I don’t think I’d heard most of them before! There’s a hilarious recording of me and Cookie screaming at each other after a version of “Bodies”, like a mini Troggs-style bust up. But the remaster sounds good. Crisper, not so much mid-range.
How did Dave Goodman and Chris Thomas compare as producers?
Dave was our sound guy for gigs. We gave him the chance to produce us, but he drove us insane and smoked way too much pot. But Chris Thomas was great. He took his time.

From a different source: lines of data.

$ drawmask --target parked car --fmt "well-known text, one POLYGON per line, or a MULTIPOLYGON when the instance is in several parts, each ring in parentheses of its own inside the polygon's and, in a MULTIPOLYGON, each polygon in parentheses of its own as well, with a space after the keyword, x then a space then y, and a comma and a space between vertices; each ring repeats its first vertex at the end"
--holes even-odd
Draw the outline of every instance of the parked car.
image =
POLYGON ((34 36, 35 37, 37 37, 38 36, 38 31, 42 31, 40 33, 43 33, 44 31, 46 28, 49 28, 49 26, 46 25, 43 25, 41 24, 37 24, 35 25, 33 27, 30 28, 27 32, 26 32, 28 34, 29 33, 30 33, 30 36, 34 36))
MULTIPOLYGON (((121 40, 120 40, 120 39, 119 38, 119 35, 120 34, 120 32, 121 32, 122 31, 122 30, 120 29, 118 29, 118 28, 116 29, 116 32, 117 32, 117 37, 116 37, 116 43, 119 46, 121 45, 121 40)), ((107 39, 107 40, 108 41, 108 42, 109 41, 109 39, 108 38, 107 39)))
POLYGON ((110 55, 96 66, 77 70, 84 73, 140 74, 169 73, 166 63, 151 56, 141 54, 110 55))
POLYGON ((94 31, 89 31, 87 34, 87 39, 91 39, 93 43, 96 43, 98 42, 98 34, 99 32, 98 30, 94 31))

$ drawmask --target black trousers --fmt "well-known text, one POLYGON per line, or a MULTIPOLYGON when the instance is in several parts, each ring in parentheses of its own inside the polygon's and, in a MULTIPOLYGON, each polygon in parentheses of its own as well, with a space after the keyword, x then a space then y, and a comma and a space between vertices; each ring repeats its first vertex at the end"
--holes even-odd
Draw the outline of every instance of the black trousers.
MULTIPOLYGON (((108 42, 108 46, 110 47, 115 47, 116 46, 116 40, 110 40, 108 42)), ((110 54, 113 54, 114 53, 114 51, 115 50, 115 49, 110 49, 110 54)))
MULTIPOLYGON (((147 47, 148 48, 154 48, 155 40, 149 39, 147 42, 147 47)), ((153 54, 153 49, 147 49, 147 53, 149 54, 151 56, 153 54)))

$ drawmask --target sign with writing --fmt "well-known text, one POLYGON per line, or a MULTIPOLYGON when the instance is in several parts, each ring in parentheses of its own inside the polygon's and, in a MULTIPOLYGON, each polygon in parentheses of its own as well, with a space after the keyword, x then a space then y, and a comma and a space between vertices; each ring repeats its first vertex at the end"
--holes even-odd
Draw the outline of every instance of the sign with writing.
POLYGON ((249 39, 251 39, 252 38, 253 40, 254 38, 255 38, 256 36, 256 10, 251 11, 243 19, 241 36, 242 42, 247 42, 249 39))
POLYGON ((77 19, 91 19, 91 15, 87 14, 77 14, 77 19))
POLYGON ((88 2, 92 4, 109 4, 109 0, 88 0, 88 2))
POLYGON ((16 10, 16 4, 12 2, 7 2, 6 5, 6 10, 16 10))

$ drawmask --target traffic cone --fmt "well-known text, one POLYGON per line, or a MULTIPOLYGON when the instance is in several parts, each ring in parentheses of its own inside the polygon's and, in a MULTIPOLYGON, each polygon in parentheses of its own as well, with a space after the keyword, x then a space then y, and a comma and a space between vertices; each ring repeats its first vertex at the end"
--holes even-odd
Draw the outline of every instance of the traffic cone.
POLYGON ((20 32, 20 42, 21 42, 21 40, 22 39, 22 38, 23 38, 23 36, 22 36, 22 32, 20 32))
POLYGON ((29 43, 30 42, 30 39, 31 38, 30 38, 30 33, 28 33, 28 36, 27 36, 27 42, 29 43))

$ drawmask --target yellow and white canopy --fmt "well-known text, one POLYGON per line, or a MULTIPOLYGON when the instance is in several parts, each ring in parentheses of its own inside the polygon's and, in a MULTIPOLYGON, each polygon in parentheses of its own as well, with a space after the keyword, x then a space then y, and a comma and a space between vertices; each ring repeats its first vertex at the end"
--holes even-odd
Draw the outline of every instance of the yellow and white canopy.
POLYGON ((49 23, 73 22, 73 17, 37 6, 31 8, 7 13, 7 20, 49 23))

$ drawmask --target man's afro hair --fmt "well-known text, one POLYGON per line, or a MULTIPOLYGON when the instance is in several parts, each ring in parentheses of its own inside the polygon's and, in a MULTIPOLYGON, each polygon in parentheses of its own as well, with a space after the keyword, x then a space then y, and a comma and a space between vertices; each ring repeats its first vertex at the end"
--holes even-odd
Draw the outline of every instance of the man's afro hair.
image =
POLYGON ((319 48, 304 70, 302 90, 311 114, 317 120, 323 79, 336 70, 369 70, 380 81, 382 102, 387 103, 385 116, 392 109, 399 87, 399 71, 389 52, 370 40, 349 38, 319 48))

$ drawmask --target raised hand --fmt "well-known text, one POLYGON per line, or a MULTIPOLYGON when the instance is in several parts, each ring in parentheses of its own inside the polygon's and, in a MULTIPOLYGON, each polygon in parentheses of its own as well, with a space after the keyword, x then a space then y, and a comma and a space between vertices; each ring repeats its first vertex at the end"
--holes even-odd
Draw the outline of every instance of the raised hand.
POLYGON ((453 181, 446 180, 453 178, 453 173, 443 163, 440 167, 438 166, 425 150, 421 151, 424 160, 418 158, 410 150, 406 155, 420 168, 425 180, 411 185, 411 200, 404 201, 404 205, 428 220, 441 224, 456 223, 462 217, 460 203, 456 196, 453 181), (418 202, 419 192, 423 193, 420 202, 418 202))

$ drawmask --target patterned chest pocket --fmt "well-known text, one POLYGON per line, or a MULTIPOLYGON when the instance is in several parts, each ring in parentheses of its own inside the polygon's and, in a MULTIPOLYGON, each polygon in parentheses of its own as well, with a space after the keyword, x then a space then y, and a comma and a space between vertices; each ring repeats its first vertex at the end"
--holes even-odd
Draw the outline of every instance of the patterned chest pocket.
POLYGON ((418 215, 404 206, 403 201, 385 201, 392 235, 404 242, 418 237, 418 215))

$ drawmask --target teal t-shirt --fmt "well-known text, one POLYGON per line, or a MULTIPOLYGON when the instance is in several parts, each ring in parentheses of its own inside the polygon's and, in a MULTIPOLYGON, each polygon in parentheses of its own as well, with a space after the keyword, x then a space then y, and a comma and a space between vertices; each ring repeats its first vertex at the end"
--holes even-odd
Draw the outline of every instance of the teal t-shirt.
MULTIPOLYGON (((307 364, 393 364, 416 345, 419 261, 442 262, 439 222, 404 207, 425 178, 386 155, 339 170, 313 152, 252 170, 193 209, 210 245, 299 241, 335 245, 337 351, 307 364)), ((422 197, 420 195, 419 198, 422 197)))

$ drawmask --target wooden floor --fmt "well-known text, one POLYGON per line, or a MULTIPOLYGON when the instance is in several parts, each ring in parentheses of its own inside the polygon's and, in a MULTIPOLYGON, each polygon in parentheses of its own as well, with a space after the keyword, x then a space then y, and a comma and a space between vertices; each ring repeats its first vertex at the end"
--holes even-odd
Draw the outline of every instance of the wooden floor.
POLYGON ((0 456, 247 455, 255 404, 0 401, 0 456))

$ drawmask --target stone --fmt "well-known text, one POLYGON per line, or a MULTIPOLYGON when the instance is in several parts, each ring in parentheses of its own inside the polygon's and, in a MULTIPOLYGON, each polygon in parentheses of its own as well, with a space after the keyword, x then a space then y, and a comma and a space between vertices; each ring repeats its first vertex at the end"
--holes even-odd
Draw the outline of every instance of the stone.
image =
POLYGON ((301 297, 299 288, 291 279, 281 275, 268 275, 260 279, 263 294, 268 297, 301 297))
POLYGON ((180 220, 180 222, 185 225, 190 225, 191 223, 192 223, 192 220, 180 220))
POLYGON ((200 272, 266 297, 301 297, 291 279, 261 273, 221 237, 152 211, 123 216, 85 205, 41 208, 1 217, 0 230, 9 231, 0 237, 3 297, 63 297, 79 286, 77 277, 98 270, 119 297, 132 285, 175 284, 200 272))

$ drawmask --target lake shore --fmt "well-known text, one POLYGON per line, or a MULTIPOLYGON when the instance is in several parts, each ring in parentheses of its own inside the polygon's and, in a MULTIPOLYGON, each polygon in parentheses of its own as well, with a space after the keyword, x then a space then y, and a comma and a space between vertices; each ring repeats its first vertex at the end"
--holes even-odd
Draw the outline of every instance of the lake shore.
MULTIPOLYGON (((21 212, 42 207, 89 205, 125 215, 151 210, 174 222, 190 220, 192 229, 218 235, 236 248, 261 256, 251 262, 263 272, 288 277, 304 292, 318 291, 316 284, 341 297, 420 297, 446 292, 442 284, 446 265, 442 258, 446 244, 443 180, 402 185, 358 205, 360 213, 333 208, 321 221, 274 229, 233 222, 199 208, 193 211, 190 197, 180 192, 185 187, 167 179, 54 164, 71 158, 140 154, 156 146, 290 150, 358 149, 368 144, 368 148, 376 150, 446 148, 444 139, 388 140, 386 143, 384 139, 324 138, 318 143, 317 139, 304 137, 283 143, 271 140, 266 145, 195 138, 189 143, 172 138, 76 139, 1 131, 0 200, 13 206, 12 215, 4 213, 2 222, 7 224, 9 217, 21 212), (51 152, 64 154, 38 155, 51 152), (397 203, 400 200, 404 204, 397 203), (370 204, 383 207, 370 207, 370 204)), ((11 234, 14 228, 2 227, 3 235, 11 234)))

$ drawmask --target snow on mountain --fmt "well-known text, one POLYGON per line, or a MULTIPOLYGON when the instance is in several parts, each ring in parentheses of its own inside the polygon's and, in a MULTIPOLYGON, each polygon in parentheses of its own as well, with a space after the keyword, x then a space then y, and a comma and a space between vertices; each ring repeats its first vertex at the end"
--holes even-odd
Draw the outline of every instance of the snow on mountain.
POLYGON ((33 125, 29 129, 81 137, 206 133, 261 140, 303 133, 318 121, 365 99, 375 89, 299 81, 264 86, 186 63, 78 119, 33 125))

He spent ages on the guitars – every track has many, many layers of multitracked guitars, sometimes dozens. And he insisted I tune up before each take, which pissed me off a bit at the time, but it paid off.
How many of the tunes did Glenn Matlock write?
For most of the singles, Glenn came in with the initial ideas and we’d rework them. And, of course, John’d sit in the corner and write the lyrics. But Glenn didn’t write everything. “EMI”, “17”, “New York”, “Holidays” and “Bodies” were my tunes. It was around 50/50 between us. Of course, we shared the credits, otherwise you get the singer living in a mansion and the rest of the band in council houses.
Did you play all Sid’s bass parts?
Yeah. “Anarchy” was recorded while Glenn was in the band. Otherwise, Sid was in hospital, I think he may have played on “Bodies”, but it took him a while to learn all the songs. It’s nothing difficult, just eighth notes, and he soon learned them. It was only when we got to America when he couldn’t give a shit and it all went wrong.
Did you see “Pretty Vacant” being used at the Olympic Opening Ceremony?
Annoyingly, here in the US, NBC cut to an ad break for our song! But I’m glad it looked good. Of course, Danny Boyle had to ask us for permission. Some fucking trainspotters will tell you that we were selling out by saying yes, but fuck them – I’m proud that it was used. We knew Danny would do something good.
Any chance of more Sex Pistols shows?
Well, you know, I need a new kitchen, so maybe.
Ever come back to Shepherd’s Bush?
No, but I miss the football and Cooke’s Pie & Mash shop. Is the Bush looking nice these days? Really? I’m glad to hear it. But I think I prefer Beverly Hills, thanks very much.